If the public had known about Kennedy’s sex life in 1960 he never would have been elected. Richard Nixon, who was closely aligned with the right-wing hawks in the Pentagon and CIA( as Vice President Nixon helped plan the Bay of Pigs invasion) would have given us a war with Cuba in 1961; a much earlier escalation of the conflict in Vietnam; and a showdown with the Soviets over Berlin very possibly resulting in a nuclear confrontation. Not to mention what would have happened during the Cuban Missile Crisis.
The media that covered Washington in the days of FDR, Eisenhower and Kennedy were wiser than their current brethren. They had the common sense to realize that human sexuality is deeply personal and very complex and has little, or nothing, to do with the way a leader conducts himself in office. That is why despite the public knowledge of Kennedy’s numerous sexual affairs he was still ranked as our sixth greatest president in the most recent American Historical Association poll of professional historians
The saddest thing about this book is not how it tarnishes the image of JFK, but that it might distract us from the much more important( for us as citizens) task of understanding the significance of Kennedy’s presidency and why he was murdered by the CIA. For that I direct readers to ” JFK and the Unspeakable: Why He Died and Why it Matters” by James Douglass.

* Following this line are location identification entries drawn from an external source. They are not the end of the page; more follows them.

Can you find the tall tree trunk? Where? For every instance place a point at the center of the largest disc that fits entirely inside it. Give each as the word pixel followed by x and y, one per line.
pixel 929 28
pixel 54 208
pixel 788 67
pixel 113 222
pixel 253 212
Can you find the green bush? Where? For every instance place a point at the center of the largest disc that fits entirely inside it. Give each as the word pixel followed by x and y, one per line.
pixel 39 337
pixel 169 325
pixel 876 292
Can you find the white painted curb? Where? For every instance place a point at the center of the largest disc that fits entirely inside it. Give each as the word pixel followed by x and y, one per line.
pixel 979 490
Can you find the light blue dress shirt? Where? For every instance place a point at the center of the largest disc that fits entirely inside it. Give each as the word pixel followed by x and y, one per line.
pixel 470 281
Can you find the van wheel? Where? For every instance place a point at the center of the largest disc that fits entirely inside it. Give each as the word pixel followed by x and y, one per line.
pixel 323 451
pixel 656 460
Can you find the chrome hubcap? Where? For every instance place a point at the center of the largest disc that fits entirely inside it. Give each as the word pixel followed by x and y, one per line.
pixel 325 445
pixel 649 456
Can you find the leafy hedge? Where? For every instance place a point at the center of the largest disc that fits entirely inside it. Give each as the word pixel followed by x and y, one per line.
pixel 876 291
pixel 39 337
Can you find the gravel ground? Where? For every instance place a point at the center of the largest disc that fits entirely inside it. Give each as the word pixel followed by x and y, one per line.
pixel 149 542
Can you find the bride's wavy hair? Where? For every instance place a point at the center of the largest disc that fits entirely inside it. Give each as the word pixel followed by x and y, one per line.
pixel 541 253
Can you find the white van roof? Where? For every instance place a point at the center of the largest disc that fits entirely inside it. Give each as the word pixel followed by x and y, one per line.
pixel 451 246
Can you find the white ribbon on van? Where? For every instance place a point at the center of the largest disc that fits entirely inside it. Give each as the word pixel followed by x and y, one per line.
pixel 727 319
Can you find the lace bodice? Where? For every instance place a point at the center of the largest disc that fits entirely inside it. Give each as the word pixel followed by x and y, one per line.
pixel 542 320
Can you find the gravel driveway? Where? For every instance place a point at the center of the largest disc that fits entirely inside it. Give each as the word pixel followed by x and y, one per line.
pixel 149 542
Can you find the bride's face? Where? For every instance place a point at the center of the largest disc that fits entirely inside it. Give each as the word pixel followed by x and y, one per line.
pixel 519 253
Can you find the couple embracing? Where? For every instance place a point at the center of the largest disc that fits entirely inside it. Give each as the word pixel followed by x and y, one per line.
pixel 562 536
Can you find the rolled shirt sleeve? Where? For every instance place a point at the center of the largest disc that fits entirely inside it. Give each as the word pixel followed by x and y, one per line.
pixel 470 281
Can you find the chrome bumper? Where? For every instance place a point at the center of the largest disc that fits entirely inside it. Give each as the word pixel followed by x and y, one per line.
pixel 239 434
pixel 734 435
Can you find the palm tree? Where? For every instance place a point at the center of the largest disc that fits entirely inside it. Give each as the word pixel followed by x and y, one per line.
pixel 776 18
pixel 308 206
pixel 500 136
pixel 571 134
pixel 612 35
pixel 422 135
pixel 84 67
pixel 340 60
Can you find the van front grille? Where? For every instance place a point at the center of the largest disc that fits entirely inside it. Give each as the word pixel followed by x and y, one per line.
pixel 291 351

Sure we would all prefer a president who conducted himself morally in both private and public matters. but if given a choice between someone such as Kennedy who showed enormous courage and restraint in his efforts to keep us out of war; or someone like George W. Bush who, though faithful to his wife, lied and manipulated us into an unnecessary war, I would gladly take the former. We certainly know by now that John F. Kennedy was not a saint. But he most certainly was a hero.